Stakeholders are showing us that the incentives/protocols are not aligned with what many of them and others have expressed as their goal for this blockchain. But nobody wants to discuss or even acknowledge that. No amount of redistributing will fix this glaring issue.
If you want to see what the results of this new distribution would look like, just look at the posts on trending. You’ll see how our current redistribution has simply consolidated stake into a handful of popular bid bots that are used to “promote” an even lower quality of content than we had previously - including scammers and spammers.
If our incentives for stakeholders don’t change, then why should we expect any behavior to change?
Those of us who are against that, can buy up and flag.

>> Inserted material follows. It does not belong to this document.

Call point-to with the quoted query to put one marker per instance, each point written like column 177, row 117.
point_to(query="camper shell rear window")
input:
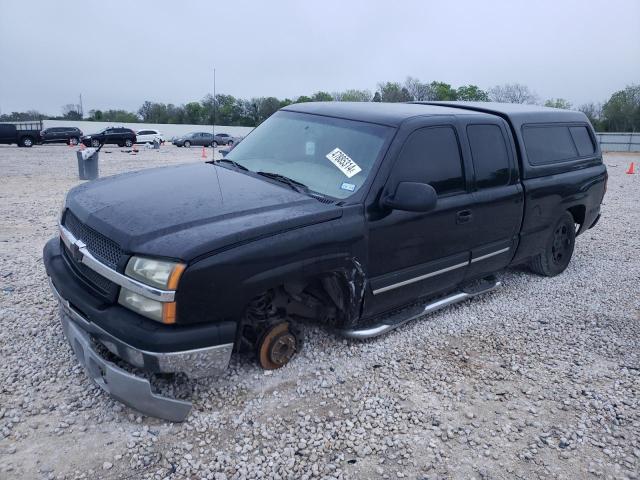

It doesn’t even take that much to flag paid content into being unprofitable.
That will make it stop.
No one will buy votes if it’s unprofitable.
Trending posts using bid bots is just a result...one of many negative effects of misaligned incentives. The problem is that stakeholders understand that there’s better profitability with less time/effort by delegating to these bid bots.
What makes you believe that more buyers of STEEM will result in more downvoting as opposed to more delegating to bots that offer passive returns? And how could the very few people who are left and who care actually combat several millions of SP into those bots - at their current sizes?
Also - would it not be easier and more practical/beneficial to simply adjust the incentives? To implement these incentives at the protocol level so that everyone is on the same playing field and so that we have a functioning ecosystem and “economy?”
We pretty much all see and acknowledge that “something is broken.” Why do we keep plodding along in a “broken” system instead of trying to repair it...or worse - doubling down on the same ideas from the same people who caused the break?
The biggest problem is that those bot operators earn always more curation rewards. Especially when we return to a low price.
The ecosystem and economy are working just as intended, by the way.